It’s perfectly normal to have a bad night’s sleep every once in awhile, especially if you’re getting used to a new routine. However, if you’re lying in bed at night and routinely staring at the ceiling until the early morning or tossing and turning until the wee hours, unable to get the rest your body craves, it might be time to take control of your sleep.
There’s a difference between occasional sleeplessness and insomnia. Insomnia is defined by experiencing disruptions in how you feel or function because you aren’t sleeping well or sleeping enough, and it’s something you experience consistently, not just from time to time. If you’re dealing with insomnia, talk to your healthcare provider.

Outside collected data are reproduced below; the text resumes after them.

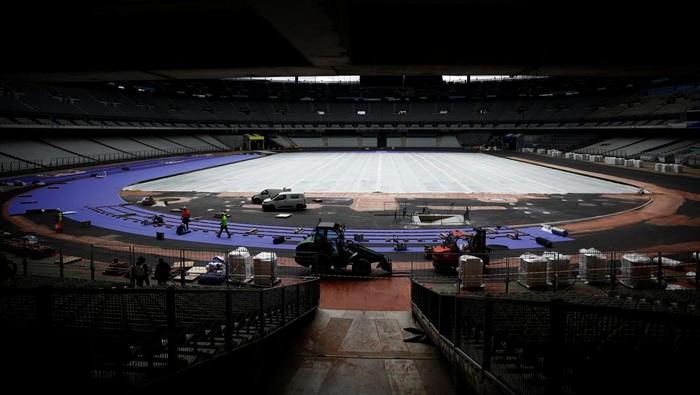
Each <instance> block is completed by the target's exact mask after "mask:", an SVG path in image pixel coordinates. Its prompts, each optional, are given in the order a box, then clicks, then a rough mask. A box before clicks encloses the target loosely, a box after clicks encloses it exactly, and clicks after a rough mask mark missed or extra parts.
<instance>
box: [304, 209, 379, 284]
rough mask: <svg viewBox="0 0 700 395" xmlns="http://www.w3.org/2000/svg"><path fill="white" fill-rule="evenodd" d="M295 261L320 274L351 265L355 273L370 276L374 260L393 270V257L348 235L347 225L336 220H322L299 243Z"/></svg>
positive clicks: (377, 264)
mask: <svg viewBox="0 0 700 395" xmlns="http://www.w3.org/2000/svg"><path fill="white" fill-rule="evenodd" d="M294 261H295V262H296V263H298V264H299V265H301V266H305V267H311V268H312V269H314V272H316V273H318V274H327V273H329V272H330V271H331V269H336V270H341V269H347V267H348V266H351V267H352V274H354V275H357V276H369V275H370V273H371V272H372V264H373V263H377V268H382V269H384V270H386V271H387V272H389V273H391V271H392V269H391V259H389V258H387V257H385V256H384V254H382V253H379V252H377V251H374V250H371V249H369V248H367V247H365V246H363V245H360V244H357V243H355V242H354V241H352V240H349V239H346V238H345V228H344V227H343V226H342V225H340V224H338V223H335V222H319V223H318V224H317V225H316V227H315V229H314V232H313V233H312V234H309V235H308V236H306V237H305V238H304V240H302V241H301V242H299V244H297V246H296V248H295V251H294Z"/></svg>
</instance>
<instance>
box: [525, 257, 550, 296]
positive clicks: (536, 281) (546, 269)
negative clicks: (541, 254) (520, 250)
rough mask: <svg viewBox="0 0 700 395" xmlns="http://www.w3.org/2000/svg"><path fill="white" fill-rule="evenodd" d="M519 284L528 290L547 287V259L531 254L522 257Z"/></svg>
mask: <svg viewBox="0 0 700 395" xmlns="http://www.w3.org/2000/svg"><path fill="white" fill-rule="evenodd" d="M518 282H519V283H520V284H521V285H523V286H525V287H527V288H545V287H547V258H545V257H544V256H541V255H535V254H531V253H525V254H523V255H520V267H519V268H518Z"/></svg>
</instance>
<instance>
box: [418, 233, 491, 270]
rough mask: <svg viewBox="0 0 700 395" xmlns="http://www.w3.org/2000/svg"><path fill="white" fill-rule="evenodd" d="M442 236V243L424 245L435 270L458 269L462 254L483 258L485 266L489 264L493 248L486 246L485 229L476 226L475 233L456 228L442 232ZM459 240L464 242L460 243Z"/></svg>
mask: <svg viewBox="0 0 700 395" xmlns="http://www.w3.org/2000/svg"><path fill="white" fill-rule="evenodd" d="M440 237H441V238H442V239H443V241H442V243H441V244H440V245H438V246H431V245H426V246H425V247H424V251H425V257H426V258H427V259H430V260H432V262H433V267H434V268H435V270H441V271H442V270H457V268H458V267H459V257H460V256H462V255H473V256H476V257H478V258H481V260H482V262H483V264H484V266H486V265H488V264H489V252H491V249H490V248H488V247H486V230H485V229H483V228H474V234H469V233H465V232H462V231H461V230H458V229H456V230H453V231H451V232H450V233H447V234H445V233H441V234H440ZM459 240H463V242H462V243H461V244H460V242H459Z"/></svg>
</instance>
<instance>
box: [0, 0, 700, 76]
mask: <svg viewBox="0 0 700 395" xmlns="http://www.w3.org/2000/svg"><path fill="white" fill-rule="evenodd" d="M687 4H688V3H687V2H683V1H680V0H669V1H665V2H663V3H648V4H646V5H642V3H633V5H632V6H624V5H622V4H617V5H615V4H612V3H611V2H609V1H601V0H591V1H585V2H584V1H574V2H570V1H556V0H255V1H252V0H251V1H244V0H104V1H87V0H66V1H53V2H48V4H43V3H42V2H37V1H32V0H27V1H22V2H7V3H4V5H3V11H2V15H3V20H4V21H5V23H3V24H2V25H1V26H0V34H2V37H3V49H2V54H3V55H2V57H3V61H2V62H0V78H5V79H10V78H16V79H30V80H43V81H76V80H82V81H107V80H156V79H209V78H226V77H243V76H280V75H295V76H321V75H362V76H406V75H409V76H435V75H443V74H452V75H468V74H496V75H549V76H556V75H562V76H565V75H578V76H642V75H671V74H673V75H689V74H698V71H700V62H696V61H695V60H693V59H694V58H695V54H694V53H693V52H694V48H695V43H694V42H692V40H693V39H694V38H695V37H696V27H695V26H694V24H693V23H692V18H691V19H687V18H686V17H685V11H684V10H685V9H686V8H687Z"/></svg>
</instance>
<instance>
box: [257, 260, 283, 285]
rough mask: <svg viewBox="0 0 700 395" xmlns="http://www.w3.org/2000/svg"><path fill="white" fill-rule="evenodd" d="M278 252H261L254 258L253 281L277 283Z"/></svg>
mask: <svg viewBox="0 0 700 395" xmlns="http://www.w3.org/2000/svg"><path fill="white" fill-rule="evenodd" d="M276 272H277V254H275V253H274V252H261V253H258V254H257V255H255V257H254V258H253V283H255V284H259V285H275V284H276V283H277V282H278V279H277V274H276Z"/></svg>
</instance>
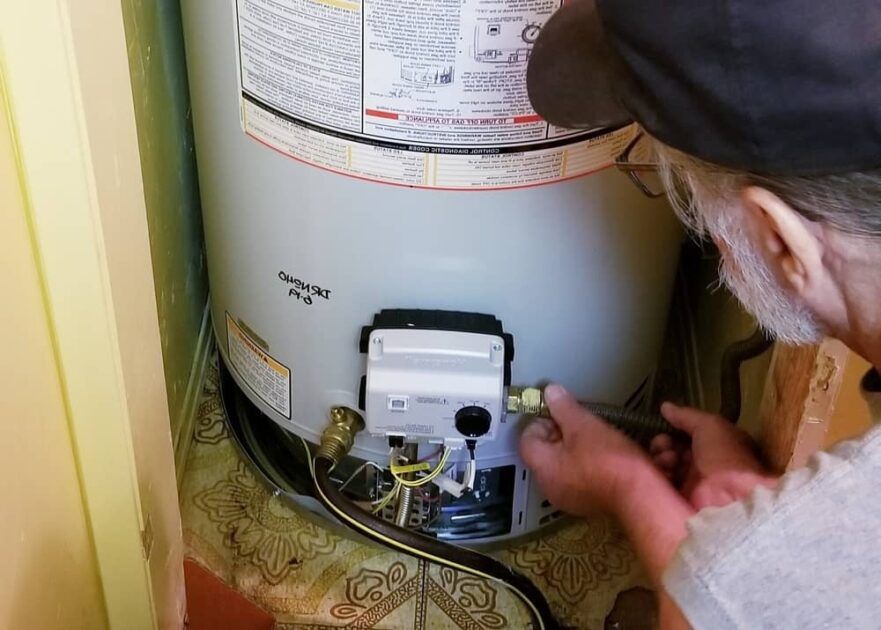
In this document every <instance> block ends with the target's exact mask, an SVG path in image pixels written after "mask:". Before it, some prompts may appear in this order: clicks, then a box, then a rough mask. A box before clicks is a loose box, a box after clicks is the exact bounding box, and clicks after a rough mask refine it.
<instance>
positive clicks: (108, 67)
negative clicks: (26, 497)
mask: <svg viewBox="0 0 881 630" xmlns="http://www.w3.org/2000/svg"><path fill="white" fill-rule="evenodd" d="M0 72H2V75H3V80H4V84H5V88H6V89H5V93H6V98H7V101H8V105H9V111H10V115H11V117H12V121H11V128H12V129H13V130H14V131H15V135H16V143H17V148H18V158H19V159H18V166H19V171H20V179H21V181H22V187H23V189H24V193H25V195H26V197H27V201H28V206H29V215H30V221H31V228H32V234H33V239H34V248H35V250H36V252H37V257H38V265H39V267H40V272H41V276H42V281H43V284H44V290H45V295H46V302H47V310H48V314H49V317H50V322H51V326H52V329H53V333H54V340H55V347H56V353H57V357H58V364H59V370H60V373H61V379H62V383H63V388H64V394H65V398H66V400H65V403H66V407H67V412H68V417H69V421H70V427H71V433H72V436H73V442H74V450H75V457H76V461H77V464H78V472H79V477H80V484H81V486H82V491H83V497H84V502H85V508H86V513H87V517H88V521H89V526H90V528H91V534H92V539H93V544H94V549H95V557H96V562H97V565H98V568H99V572H100V576H101V581H102V588H103V593H104V598H105V601H106V605H107V614H108V619H109V622H110V627H111V628H120V629H126V630H127V629H130V628H175V627H180V625H181V623H182V619H183V614H184V608H185V601H184V591H183V573H182V559H183V558H182V549H183V545H182V542H181V528H180V516H179V510H178V505H177V489H176V483H175V474H174V464H173V461H174V460H173V452H172V445H171V436H170V426H169V413H168V408H167V399H166V395H165V381H164V376H163V370H162V356H161V343H160V338H159V323H158V321H157V314H156V300H155V293H154V285H153V276H152V264H151V258H150V249H149V240H148V233H147V221H146V208H145V204H144V194H143V188H144V186H143V180H142V175H141V168H140V158H139V154H138V142H137V134H136V127H135V118H134V108H133V104H132V93H131V76H130V73H129V66H128V56H127V47H126V40H125V31H124V28H123V20H122V7H121V3H120V2H119V1H118V0H24V1H23V0H0ZM6 298H7V300H8V301H7V302H6V304H7V307H10V306H11V307H14V296H6ZM23 474H27V473H25V472H23ZM47 597H48V598H51V593H47Z"/></svg>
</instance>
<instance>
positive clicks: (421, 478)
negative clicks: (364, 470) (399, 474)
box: [389, 448, 452, 488]
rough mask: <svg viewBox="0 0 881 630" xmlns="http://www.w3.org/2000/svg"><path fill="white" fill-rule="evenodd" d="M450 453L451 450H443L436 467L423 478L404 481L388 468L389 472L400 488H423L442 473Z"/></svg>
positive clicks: (394, 471)
mask: <svg viewBox="0 0 881 630" xmlns="http://www.w3.org/2000/svg"><path fill="white" fill-rule="evenodd" d="M450 453H452V449H450V448H446V449H444V454H443V455H442V456H441V458H440V461H439V462H438V464H437V467H436V468H435V469H434V470H433V471H431V472H430V473H428V474H427V475H426V476H425V477H420V478H419V479H413V480H410V479H404V478H403V477H401V476H399V475H398V474H397V473H396V472H395V471H394V470H391V468H389V470H390V472H391V473H392V476H393V477H394V478H395V480H396V481H397V482H398V483H399V484H401V485H402V486H404V487H406V488H418V487H420V486H424V485H425V484H427V483H430V482H431V481H432V480H433V479H436V478H437V476H438V475H440V474H441V473H442V472H443V471H444V466H446V465H447V460H448V459H450Z"/></svg>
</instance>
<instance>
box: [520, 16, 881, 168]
mask: <svg viewBox="0 0 881 630" xmlns="http://www.w3.org/2000/svg"><path fill="white" fill-rule="evenodd" d="M527 81H528V87H529V96H530V99H531V100H532V104H533V107H534V108H535V110H536V111H537V112H538V113H539V114H541V115H542V116H543V117H544V118H546V119H547V120H548V121H549V122H551V123H554V124H558V125H560V126H563V127H570V128H574V129H589V128H596V127H607V126H617V125H620V124H623V123H625V122H627V121H636V122H638V123H640V124H641V125H642V126H643V127H644V128H645V129H646V130H647V131H648V132H649V133H650V134H652V135H653V136H655V137H657V138H658V139H659V140H661V141H662V142H664V143H666V144H668V145H670V146H672V147H674V148H676V149H679V150H681V151H683V152H685V153H688V154H690V155H693V156H695V157H698V158H701V159H703V160H706V161H709V162H713V163H715V164H720V165H724V166H729V167H732V168H737V169H742V170H747V171H752V172H755V173H761V174H768V175H820V174H833V173H842V172H849V171H858V170H870V169H874V168H881V2H879V1H878V0H836V1H835V2H823V1H819V0H773V1H769V0H572V1H571V2H569V3H567V4H566V5H565V6H564V7H563V8H562V9H560V10H559V11H558V12H557V13H556V14H555V15H554V16H553V17H552V18H551V19H550V20H549V21H548V22H547V24H545V26H544V28H543V29H542V32H541V35H540V36H539V38H538V41H537V42H536V44H535V48H534V49H533V52H532V56H531V58H530V61H529V68H528V72H527Z"/></svg>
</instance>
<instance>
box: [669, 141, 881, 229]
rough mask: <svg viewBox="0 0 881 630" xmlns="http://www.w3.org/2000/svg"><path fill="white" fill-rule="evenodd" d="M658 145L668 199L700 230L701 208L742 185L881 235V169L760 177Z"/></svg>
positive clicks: (797, 205)
mask: <svg viewBox="0 0 881 630" xmlns="http://www.w3.org/2000/svg"><path fill="white" fill-rule="evenodd" d="M655 148H656V150H657V153H658V162H659V165H660V173H661V177H662V179H663V180H664V184H665V186H666V188H667V190H668V191H669V193H668V196H669V197H670V201H671V203H672V204H673V207H674V209H676V211H677V214H679V217H680V218H681V219H682V220H683V221H684V222H685V224H686V225H687V226H689V227H690V228H691V229H692V230H694V231H695V232H697V233H698V234H705V233H706V230H707V217H705V216H702V213H701V212H698V211H697V207H701V208H707V207H710V206H712V205H713V202H717V203H718V201H719V200H721V199H728V200H729V202H730V200H732V199H734V198H736V195H737V194H738V193H739V191H741V190H742V189H743V188H745V187H748V186H760V187H762V188H765V189H767V190H769V191H771V192H772V193H774V194H775V195H777V196H778V197H780V198H781V199H783V200H784V201H786V203H788V204H789V205H791V206H792V207H793V208H794V209H795V210H797V211H798V212H800V213H801V214H802V216H804V217H805V218H806V219H808V220H810V221H817V222H822V223H827V224H829V225H831V226H832V227H834V228H836V229H838V230H840V231H841V232H844V233H847V234H852V235H857V236H866V237H872V238H879V239H881V169H877V170H870V171H858V172H851V173H842V174H837V175H819V176H770V175H757V174H755V173H749V172H746V171H737V170H733V169H729V168H725V167H721V166H716V165H715V164H711V163H709V162H704V161H703V160H700V159H698V158H695V157H692V156H690V155H686V154H685V153H682V152H681V151H677V150H676V149H673V148H671V147H668V146H666V145H664V144H663V143H661V142H659V141H657V140H655ZM702 202H703V203H702Z"/></svg>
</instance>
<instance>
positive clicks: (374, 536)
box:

Sleeplessness, on the other hand, might look like:
- You find it difficult to fall asleep
- You lie awake for long periods of time
- You wake up several times during the night
- You wake up early in the morning
- You don’t feel refreshed when you get up
What causes sleeplessness?
Stress is a noted negative for a number of reasons, but the effects it has on your sleep can be, well, stressful. Furthermore, high levels of stress can mess with sleep — it’ll take you longer to doze off and break up sleep cycles. Losing sleep can interfere with the body’s stress response system, leading to an increase in the stress hormone cortisol, which then further disrupts sleep.
Poor sleep schedule
Nine o’clock one night and midnight the next can mislead your body. Going to bed at inconsistent times can disrupt your circadian rhythms — your physical, mental, and behavioral changes that follow a 24-hr cycle. But with our busy lifestyles, it’s not uncommon to fall off track.
Caffeine and alcohol
Drinking alcohol screws up sleep, no matter your age or gender. Alcohol acts as a central nervous system depressant that causes your brain activity to slow down. It has a sedative effect that can make you sleepy, but drinking has been linked to even poorer sleep quality. Drinking alcohol before bed can even increase the active suppression of REM sleep during the first two cycles. It might be time to cut that nighttime glass of wine!
Screens before bed
Melatonin is the natural hormone in your body that causes sleepiness. Being on electronic back-lit tablets and cell phones that emit short-wave length enriched light (blue light) before bed disrupts the whole natural production of this very necessary sleep component. Turn your devices on night mode or skip them entirely for 30-60 minutes before bed.
What can I do about it?
Stick to a consistent routine
If inconsistent bedtimes are your downfall, try hitting the hay 10-15 minutes closer to a goal bedtime each night to make falling asleep a little easier. Trying to mandate an official bedtime for yourself right out of the gate might lead to even more internal fussiness and inconsistency.
Put the screens away
Try decreasing your daytime and nighttime electronic use or making your bedroom a screen-free zone. Even watching TV before bed is frowned upon; your go-to big screen can have negative effects on your sleep, too. Keep screens designated to the living room and enjoy a more zen, pro-sleep space.
Moderate to vigorous exercise can increase sleep quality for adults by reducing the time it takes to fall asleep. Even better, physical activity can also help you snap out of daytime drowsiness.